Los sofistas eran los maestros atenienses, personas de reconocido prestigio que— allá por el siglo VI a. de C.— se dedicaban a enseñar a los más jóvenes, cobrando por ello una determinada cantidad. Su programa preferido era la retórica, una retórica complicada e ingeniosa con la que lograban defender la verdad y la bondad de lo que a cada alumno le interesara; porque en el fondo pensaban que la verdad y la bondad eran relativas y dependían de las conveniencias personales.
En el fondo pensaban que la verdad y la bondad eran relativas y dependían de las conveniencias personales
Pero enseguida irrumpió Sócrates en el panorama de Atenas y se puso a enseñar lo contrario, no en un colegio particular ni cobrando por ello, sino charlando libremente en la plaza con quien quisiera escucharle, generalmente los más jóvenes.

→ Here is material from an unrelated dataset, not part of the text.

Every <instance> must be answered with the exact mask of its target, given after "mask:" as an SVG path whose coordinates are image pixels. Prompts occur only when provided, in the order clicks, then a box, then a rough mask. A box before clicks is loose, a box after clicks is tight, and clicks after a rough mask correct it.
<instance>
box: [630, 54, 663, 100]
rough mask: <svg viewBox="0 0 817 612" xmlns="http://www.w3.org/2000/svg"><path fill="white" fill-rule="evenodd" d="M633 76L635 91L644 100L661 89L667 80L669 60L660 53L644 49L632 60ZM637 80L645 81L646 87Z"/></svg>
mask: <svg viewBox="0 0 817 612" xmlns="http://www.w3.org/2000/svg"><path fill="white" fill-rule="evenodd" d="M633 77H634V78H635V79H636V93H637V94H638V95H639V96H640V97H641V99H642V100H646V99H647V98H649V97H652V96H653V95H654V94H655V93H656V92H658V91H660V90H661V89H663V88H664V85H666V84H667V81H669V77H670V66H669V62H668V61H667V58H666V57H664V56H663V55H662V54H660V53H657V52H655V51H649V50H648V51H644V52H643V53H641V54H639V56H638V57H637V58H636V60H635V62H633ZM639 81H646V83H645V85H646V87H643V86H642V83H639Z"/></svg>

Y empezó a defender que la verdad, el bien, la virtud y la justicia, entre otras cuestiones morales, tenían una esencia fija e inmutable, con independencia de lo que a cada uno conviniera.
Naturalmente que tales ideas le crearon un ambiente adverso, hasta el punto de que fue condenado a muerte, en un simulacro de juicio, como cuenta su discípulo Platón en el libro “La apología de Sócrates”, texto que recomiendo a quienes les atraiga este asunto, no difícil de encontrar porque está archipublicado en numerosas editoriales.

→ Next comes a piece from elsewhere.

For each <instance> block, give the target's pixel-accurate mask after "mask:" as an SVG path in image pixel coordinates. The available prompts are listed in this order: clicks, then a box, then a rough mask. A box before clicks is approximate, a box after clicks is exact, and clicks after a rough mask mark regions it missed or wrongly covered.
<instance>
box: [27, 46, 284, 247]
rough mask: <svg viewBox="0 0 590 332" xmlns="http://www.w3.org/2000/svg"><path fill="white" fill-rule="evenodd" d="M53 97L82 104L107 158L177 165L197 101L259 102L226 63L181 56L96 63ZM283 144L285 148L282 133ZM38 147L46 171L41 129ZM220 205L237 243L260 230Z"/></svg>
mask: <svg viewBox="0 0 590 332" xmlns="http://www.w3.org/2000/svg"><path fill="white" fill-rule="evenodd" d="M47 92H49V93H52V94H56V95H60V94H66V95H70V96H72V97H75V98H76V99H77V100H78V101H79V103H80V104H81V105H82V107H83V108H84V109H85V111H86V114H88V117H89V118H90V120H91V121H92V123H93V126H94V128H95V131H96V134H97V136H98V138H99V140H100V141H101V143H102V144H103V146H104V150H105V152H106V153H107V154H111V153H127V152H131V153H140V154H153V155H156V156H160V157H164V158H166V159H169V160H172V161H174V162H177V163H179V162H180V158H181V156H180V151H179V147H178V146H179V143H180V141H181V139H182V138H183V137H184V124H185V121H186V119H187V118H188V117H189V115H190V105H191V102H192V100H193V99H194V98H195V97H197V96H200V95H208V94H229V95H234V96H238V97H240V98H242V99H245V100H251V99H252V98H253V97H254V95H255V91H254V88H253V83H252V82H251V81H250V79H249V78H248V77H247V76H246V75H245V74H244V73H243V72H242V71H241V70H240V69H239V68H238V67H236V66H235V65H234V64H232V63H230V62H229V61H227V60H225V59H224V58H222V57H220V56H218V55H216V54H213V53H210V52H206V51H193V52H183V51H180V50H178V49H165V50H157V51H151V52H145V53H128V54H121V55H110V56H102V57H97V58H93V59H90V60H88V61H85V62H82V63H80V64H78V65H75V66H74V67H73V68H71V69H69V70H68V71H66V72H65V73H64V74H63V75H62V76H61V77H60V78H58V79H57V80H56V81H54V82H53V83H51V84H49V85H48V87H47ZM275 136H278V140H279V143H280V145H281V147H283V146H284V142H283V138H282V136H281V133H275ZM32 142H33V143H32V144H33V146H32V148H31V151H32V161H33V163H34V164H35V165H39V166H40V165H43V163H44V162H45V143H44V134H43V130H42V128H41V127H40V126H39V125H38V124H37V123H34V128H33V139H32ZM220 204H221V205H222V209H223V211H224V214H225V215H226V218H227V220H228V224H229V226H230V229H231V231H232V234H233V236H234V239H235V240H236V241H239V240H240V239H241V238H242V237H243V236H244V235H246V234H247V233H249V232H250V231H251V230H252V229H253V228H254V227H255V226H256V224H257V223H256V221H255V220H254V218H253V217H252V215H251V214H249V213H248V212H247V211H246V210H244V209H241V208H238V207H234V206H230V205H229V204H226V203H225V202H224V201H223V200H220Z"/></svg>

Pero Sócrates no sabía las definiciones de las citadas virtudes, porque decía que eso era imposible para una sola persona. Solo las podríamos descubrir entre todos, en un diálogo prolongado y sincero, prescindiendo de los intereses de cada uno, y dejándose guiar por la luz de la fría razón, desinteresada y objetiva, aunque contradijese las preferencias de los contertulios. Cuando esto empezó a ser admitido, la palabra sofista comenzó a variar su significado, y terminó designando a las personas que tratan de embaucar a los demás con su verborrea para conseguir su propio beneficio.

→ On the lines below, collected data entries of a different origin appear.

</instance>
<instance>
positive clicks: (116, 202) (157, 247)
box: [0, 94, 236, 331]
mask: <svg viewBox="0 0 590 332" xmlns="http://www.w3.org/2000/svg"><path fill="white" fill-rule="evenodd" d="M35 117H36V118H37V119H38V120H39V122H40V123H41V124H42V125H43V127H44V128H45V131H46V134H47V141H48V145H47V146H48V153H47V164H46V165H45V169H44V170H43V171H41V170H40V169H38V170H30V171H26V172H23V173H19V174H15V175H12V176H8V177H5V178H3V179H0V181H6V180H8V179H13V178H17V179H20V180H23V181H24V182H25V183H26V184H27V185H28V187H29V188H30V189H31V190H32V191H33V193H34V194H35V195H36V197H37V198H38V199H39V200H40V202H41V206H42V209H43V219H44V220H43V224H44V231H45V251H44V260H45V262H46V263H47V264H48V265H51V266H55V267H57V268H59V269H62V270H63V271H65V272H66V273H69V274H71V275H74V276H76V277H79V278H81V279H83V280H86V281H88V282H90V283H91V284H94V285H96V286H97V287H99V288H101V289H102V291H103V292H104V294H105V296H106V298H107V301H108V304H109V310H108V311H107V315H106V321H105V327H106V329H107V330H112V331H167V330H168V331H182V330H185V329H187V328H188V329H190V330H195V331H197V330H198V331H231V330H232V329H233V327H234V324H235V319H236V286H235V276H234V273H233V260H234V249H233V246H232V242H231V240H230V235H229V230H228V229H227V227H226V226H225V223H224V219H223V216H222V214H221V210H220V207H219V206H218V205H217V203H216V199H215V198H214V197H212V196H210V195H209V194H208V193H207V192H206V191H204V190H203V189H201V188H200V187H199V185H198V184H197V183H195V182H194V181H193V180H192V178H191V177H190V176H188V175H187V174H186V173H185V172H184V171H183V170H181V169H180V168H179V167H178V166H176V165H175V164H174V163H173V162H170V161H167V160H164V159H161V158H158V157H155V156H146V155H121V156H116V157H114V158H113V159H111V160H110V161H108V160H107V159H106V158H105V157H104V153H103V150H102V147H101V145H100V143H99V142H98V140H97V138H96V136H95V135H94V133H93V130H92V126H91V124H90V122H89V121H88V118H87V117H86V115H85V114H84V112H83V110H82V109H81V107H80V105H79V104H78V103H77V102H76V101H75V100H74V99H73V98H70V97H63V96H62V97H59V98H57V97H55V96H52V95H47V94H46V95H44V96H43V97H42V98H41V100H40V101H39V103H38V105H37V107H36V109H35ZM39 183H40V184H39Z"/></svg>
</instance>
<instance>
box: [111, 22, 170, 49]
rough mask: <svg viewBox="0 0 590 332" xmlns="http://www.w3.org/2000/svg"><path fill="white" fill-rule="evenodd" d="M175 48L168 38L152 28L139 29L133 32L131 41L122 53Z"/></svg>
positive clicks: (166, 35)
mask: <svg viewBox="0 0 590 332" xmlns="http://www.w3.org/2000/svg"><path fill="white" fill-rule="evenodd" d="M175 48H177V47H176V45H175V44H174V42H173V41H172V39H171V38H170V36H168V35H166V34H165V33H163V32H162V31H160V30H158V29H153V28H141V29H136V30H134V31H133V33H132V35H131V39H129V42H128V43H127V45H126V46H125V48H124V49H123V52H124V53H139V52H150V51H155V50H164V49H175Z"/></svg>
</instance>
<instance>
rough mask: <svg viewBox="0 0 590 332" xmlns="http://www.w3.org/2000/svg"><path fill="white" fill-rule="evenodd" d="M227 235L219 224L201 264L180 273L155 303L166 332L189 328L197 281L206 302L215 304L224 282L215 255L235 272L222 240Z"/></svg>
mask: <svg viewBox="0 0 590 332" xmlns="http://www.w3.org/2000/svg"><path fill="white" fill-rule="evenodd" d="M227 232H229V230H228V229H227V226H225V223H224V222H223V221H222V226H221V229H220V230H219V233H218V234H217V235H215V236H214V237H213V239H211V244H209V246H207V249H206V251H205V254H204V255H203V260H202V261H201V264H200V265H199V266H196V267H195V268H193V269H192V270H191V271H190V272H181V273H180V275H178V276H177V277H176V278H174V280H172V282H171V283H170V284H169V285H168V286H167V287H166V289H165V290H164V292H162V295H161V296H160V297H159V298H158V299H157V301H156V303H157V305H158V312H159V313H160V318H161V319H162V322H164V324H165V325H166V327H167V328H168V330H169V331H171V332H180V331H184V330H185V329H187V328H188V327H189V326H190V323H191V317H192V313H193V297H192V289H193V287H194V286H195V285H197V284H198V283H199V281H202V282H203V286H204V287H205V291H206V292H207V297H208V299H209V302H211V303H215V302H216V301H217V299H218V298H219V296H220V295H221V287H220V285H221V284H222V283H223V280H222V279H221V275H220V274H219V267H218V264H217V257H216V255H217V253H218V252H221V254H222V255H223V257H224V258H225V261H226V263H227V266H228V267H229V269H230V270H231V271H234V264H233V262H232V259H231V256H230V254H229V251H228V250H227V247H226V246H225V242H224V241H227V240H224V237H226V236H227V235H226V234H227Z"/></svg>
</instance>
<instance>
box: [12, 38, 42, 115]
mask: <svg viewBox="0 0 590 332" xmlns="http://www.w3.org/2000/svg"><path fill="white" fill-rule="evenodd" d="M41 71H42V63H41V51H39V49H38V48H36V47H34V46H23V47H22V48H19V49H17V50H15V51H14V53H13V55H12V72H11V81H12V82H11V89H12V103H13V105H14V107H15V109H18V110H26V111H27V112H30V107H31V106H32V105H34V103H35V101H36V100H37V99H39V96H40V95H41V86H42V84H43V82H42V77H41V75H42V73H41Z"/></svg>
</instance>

Yo creo que en estos momentos es necesario volver con sinceridad al camino que marcó Sócrates, porque no sé si hoy— en ese diálogo en que consiste la democracia— predominan más los intereses particulares de cada grupo que el descubrir por fin lo esencial de esos valores que deben presidir la vida pública. No sé qué opinarán los participantes en el foro político, pero sí sabemos lo que opina el gran público: las encuestas demuestran la escasa confianza de la mayoría de los votantes en sus líderes parlamentarios, que cambian sus discursos en función de sus intereses, como si fuesen unos vulgares sofistas.